In 2008, the U.S. House of Representatives proclaimed July as Bebe Moore Campbell National Minority Mental Health Awareness Month, now commonly referred to as BIPOC (Black, Indigenous, People of Color) Mental Health Month. An NYT best-selling author and educator, Bebe’s journalistic writing style began to evolve in 2003 when she authored, “Sometimes My Mommy Gets Angry.” A tale highlighting the unique experience of little Annie growing up with a mom with mental illness, this book ignited Bebe’s passion and lifelong commitment to mental health advocacy for communities of color.

Bebe’s journey to combat stigmatizing social forces and break down barriers to mental health treatment for BIPOC individuals came to a devastating end in 2006 when she passed away from brain cancer. With the help of fervent allies and activists, her dream of Minority Mental Health Awareness Month was ultimately realized in 2008.

This July, we not only want to honor Bebe’s work but also encourage crucial conversations about the mental health disparities and accessibility barriers faced by people of color. Just five years ago, among adults with any mental illness, 48% of Whites received mental health services, compared with 31% of Blacks and Hispanics, and 22% of Asians (Agency for Healthcare Research and Quality, 2015).

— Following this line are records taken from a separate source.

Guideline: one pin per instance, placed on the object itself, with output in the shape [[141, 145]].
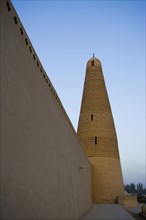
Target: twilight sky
[[65, 34]]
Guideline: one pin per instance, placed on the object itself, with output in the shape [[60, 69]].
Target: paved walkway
[[107, 212]]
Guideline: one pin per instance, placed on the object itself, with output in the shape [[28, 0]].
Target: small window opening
[[92, 63], [15, 19], [92, 117], [21, 30], [95, 140]]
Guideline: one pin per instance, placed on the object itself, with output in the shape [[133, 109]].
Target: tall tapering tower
[[97, 135]]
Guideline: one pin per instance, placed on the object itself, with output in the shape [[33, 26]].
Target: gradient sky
[[66, 33]]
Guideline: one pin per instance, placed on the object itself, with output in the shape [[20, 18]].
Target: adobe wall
[[44, 172]]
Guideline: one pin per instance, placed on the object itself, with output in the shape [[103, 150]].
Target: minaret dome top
[[93, 62]]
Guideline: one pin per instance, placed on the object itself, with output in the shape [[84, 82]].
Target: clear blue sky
[[66, 33]]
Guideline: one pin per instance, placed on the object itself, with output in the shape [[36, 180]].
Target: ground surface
[[107, 212]]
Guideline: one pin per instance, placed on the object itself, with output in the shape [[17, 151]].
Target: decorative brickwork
[[97, 135]]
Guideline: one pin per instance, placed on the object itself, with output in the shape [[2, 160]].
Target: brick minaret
[[97, 135]]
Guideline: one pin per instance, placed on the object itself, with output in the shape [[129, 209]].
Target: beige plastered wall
[[44, 172]]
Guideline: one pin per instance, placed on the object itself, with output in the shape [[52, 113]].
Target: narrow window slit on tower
[[92, 63], [21, 30], [8, 6], [95, 140], [92, 117], [37, 63], [15, 19], [26, 41]]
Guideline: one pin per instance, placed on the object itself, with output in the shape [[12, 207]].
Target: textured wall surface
[[44, 171], [97, 135]]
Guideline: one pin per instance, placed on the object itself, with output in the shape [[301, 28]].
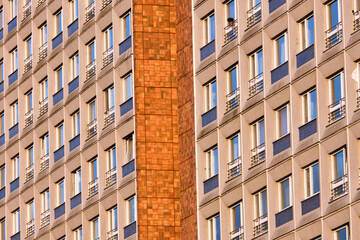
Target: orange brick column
[[186, 120], [156, 119]]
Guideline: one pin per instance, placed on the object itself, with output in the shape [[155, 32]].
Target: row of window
[[111, 220], [306, 26]]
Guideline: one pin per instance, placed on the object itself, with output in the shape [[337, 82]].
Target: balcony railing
[[93, 187], [105, 3], [28, 63], [337, 110], [27, 9], [339, 187], [45, 218], [29, 173], [109, 116], [231, 31], [258, 154], [29, 118], [43, 51], [44, 162], [333, 35], [112, 234], [92, 129], [233, 99], [30, 228], [260, 225], [237, 234], [40, 2], [91, 70], [356, 20], [108, 56], [256, 84], [234, 168], [90, 11], [110, 177], [43, 107], [254, 15]]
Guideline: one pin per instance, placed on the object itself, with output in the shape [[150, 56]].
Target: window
[[77, 181], [284, 193], [112, 221], [95, 229], [210, 95], [58, 22], [74, 66], [260, 212], [306, 33], [129, 148], [15, 167], [336, 98], [126, 26], [78, 234], [14, 60], [75, 121], [108, 38], [14, 113], [234, 165], [93, 177], [59, 135], [214, 228], [236, 221], [341, 233], [60, 192], [74, 10], [2, 176], [312, 180], [45, 201], [109, 98], [282, 121], [280, 52], [339, 184], [30, 210], [211, 162], [58, 79], [258, 142], [2, 229], [208, 29], [16, 221], [13, 8], [2, 124], [309, 106], [130, 210], [127, 87], [28, 48], [334, 24]]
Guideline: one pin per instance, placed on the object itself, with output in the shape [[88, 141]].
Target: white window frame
[[278, 121], [277, 49], [281, 193], [308, 171]]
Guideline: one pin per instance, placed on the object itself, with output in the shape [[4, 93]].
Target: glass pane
[[310, 29], [212, 27], [316, 179], [281, 42], [339, 161], [215, 161], [217, 227], [259, 62], [261, 132], [334, 14]]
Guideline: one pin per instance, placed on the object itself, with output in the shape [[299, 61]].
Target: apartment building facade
[[167, 119]]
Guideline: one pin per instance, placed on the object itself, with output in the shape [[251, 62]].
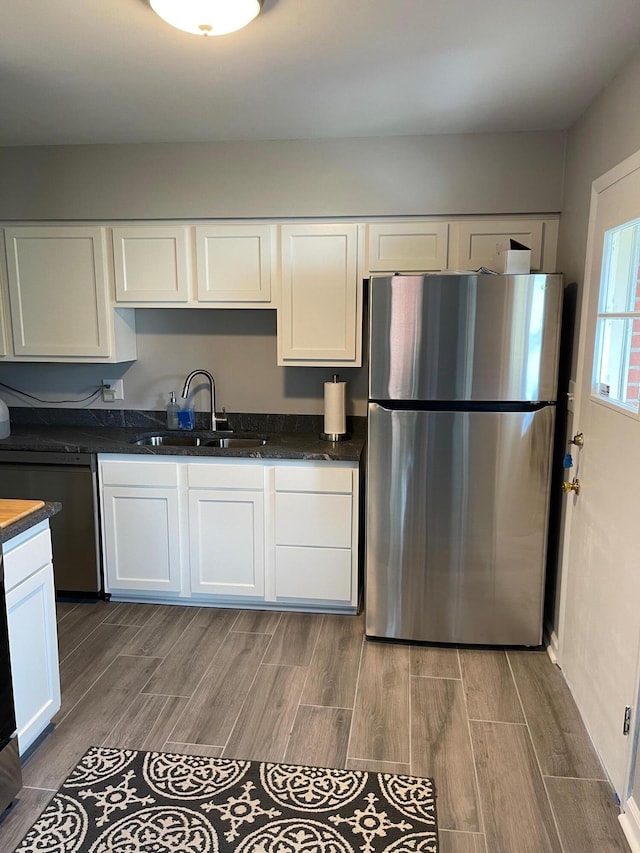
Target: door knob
[[573, 486], [578, 440]]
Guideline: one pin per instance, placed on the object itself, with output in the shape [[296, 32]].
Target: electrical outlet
[[112, 389]]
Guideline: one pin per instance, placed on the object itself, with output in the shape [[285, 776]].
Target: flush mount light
[[207, 17]]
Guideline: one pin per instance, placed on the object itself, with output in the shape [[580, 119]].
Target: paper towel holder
[[335, 436]]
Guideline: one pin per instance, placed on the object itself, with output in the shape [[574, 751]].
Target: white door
[[600, 631]]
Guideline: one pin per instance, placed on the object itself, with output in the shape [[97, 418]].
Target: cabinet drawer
[[325, 479], [318, 573], [26, 558], [223, 476], [139, 474], [317, 520]]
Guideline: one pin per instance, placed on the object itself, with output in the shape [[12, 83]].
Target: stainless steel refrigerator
[[462, 389]]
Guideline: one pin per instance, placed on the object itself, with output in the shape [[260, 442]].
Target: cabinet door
[[58, 291], [319, 320], [152, 264], [407, 246], [474, 244], [141, 539], [234, 263], [33, 646], [226, 535]]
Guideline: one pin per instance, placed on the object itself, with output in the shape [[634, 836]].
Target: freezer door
[[464, 337], [457, 506]]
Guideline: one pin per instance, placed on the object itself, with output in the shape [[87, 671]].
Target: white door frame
[[630, 819], [598, 186]]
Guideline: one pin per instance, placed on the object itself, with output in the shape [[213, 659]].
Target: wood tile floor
[[499, 732]]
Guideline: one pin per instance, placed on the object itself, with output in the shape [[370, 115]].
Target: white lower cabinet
[[244, 532], [141, 526], [226, 529], [316, 533], [33, 640]]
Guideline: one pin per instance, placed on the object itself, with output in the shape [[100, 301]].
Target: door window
[[616, 366]]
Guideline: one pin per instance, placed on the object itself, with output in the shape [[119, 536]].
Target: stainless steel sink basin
[[164, 440], [235, 442], [169, 440]]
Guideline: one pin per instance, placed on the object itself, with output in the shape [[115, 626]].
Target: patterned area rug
[[125, 801]]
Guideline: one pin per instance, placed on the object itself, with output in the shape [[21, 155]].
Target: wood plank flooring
[[514, 769]]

We invite you to get increasingly curious with us about unfair statistics like these, and to reflect on what role our practices could play as we continue to work in the service of BIPOC clients and in the spirit of beneficence. See below for questions to contemplate on our collective and collaborative journey to increased access to treatment, support and quality of care.

  • On a scale of 1-10, how familiar are you with the stigma that exists in communities of color? Is seeking mental health treatment culturally accepted? Marked as taboo?
  • What does your waiting room say about whose welcome and whose not? Whose seen on the walls? In the artwork? What magazines are up for grabs?
  • Does your practice offer sliding scale, or non-insurance options, in recognition of existing economic disparities?
  • Are linguistic services available at your practice for individuals with limited English proficiency?
  • What is the diversity make up among your team’s mental health providers? What does this tell prospective clients?
  • How do you pursue cultural competence in your clinical practice? What role does it play in establishing trust with clients?
  • What modalities of care does your organization offer to account for varying cultural beliefs and practices (e.g., trauma-informed, LGBTQ-allied, faith-based)?
  • Is your office near or accessible by various methods of public transportation? What obstacles might clients face in getting to you? Is telehealth an option?